TÜRKİYE İLE YUNANİSTAN ARASINDAKİ ÜÇ SORUN
Biz, Türk-Yunan sorununu üçe bölüyoruz. Ege kaynaklı sorunlar, Kıbrıs ile Doğu Akdeniz kaynaklı sorunlar ve bir de diğer sorunlar var. Göçmenler, enerji konusu vs… bunlara giriyor. Yunanistan’ın ile olan sorunlarımız her zaman kötü gitmedi. 1930 yılında Atatürk ‘Etabli’ sorunu çözdüğü zaman Yunanistan Başbakanı Venizelos, Atatürk’ü Nobel Barış Ödülü’ne aday gösterecek kadar sempati göstermişlerdi. Sonra 2000’li yıllarda Dışişleri Bakanı İsmail Cem döneminde tekrar bir yumuşama dönemi yaşanmıştı. Türkiye’nin Avrupa Birliğini (AB) sürecini desteklemişlerdi.
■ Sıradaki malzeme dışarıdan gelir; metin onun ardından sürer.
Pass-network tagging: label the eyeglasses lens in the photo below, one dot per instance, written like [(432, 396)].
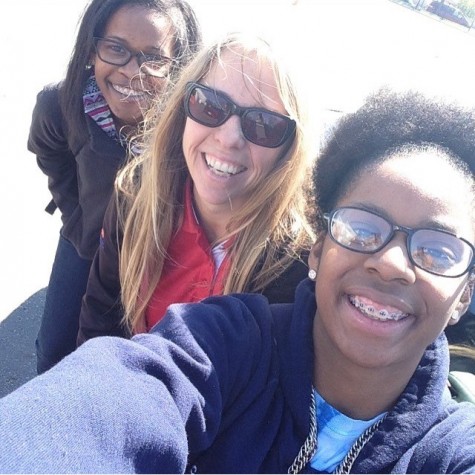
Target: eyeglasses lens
[(115, 53), (261, 127), (435, 251), (440, 253)]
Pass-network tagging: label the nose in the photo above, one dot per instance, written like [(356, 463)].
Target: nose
[(392, 262), (131, 68), (230, 133)]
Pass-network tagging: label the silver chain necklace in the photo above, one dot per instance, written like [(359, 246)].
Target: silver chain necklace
[(309, 447)]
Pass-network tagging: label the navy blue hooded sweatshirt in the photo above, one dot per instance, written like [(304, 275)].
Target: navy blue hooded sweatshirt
[(222, 386)]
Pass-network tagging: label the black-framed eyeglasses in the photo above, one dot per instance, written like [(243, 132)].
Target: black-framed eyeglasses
[(435, 251), (260, 126), (115, 53)]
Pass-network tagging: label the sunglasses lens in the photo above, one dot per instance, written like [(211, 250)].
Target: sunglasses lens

Sonra anlaşıldı ki, Yunanistan’ın bütün derdi Türkiye ile olan sorunlarını uluslararası haline getirmek Avrupa’yı arkasına almak için Türkiye’ye baskı yapmakmış.
Ne yazık ki, Yunanistan’da Türkiye ile ilgili düşünceler hep ‘düşmanlık’ üzerine kurulmuş. Yani Yunanistan’daki siyasetçi ne kadar ‘Türk düşmanlığı’ yaparsa siyasette o kadar başarılı olmuş. Şimdi yaklaşan seçimler var ve bu ‘düşmanlığı’ hat safhaya taşımaya çalışıyorlar.
Yunanistan ile ilgili birçok sorunumuz var. Biz ‘sorunları diplomaside çözelim’ diyoruz ama Yunanlılar burada hiçbir hakkınızın olmadığını söylüyorlar, görüşmeye dahi gerek duymuyorlar. Size Uluslararası Adalet Divanı’nı gösteriyorlar ama Uluslararası Adalet Divanı’nı da tanımıyorlar. Böyle bir ikilem var. Dolayısıyla bugün geldiğimiz aşamada ‘neden Yunanlılar bu işi bu kadar gergin hale getiriyor?’ derseniz; bunda biraz da son dönemde Türkiye’nin Batı ile olan ilişkilerinin olumsuz seyretmesinin etkisi var.
“TÜRKİYE KENDİNDEN EMİN BİR POLİTİKA İZLİYOR”
Bilindiği gibi Amerika Birleşik Devletleri’nde (ABD) yakında seçimler var, Kongre’nin yapısı değişebilir. Bu yüzden Rum ve Ermeni lobisinin oylarını almak onlar için önemli. Ben Brüksel’de NATO merkezinde çalıştım, Genelkurmay Başkanlığı’nda da çalıştığımda NATO işlerinden sorumluydum. Bir kere ABD’liler hiçbir zaman Türkiye ile Yunanistan’ın savaşmasını istemezler. Çünkü ne Türkiye’yi ne de Yunanistan’ı kaybetmek istemezler. Savaş durumuna gelinirse neyin ne olacağını bizden daha iyi Yunanlılar biliyor. Eski Başbakan Çipras’ın tepkisi de bu zaten. Türkiye kendinden emin, ne yaptığını bilen, 40 yıldır olduğu gibi bir politika izliyor. Konuya barışçıl baktığı için bugüne kadar kuvvete başvurmadı.
“ABD, TÜRKİYE’Yİ KARŞISINA ALMAK İSTEMEZ”
Türkiye’nin ABD ile olan ilişkileri 2016’dan itibaren kötüye gidiyor. Bu kötüye gidişin arkasında özellikle Suriye’de ABD’nin PKK’yı kullanması ve Türkiye aleyhine oradaki girişimleri bulunuyor. Bunu hepimiz biliyoruz. Ne yazık ki, bu konularda ABD’lilerle bir aşamaya varamadık. Türkiye bu konuda kararlı durdu ve bu kararlı duruşun karşısında da Türkiye’deki ABD üslerinin boşalması yönünde bir eğilim başladı. Şimdi bunların yeniden bir yere konuşlanması lazım. Ukrayna krizinden sonra Yunanistan’ın durumu onlar için daha da önem arz ediyor. Fakat ‘Yunanistan, Türkiye yerine tercih edildi, Türkiye devreden çıktı’ demek çok doğru değil. Bu bugünkü ABD yönetimin tasarrufu ile alakalı. Hiçbir zaman ABD, Türkiye’yi tamamen karşısına almak istemez, katetmek istemez çünkü ABD’nin aleyhine olur.”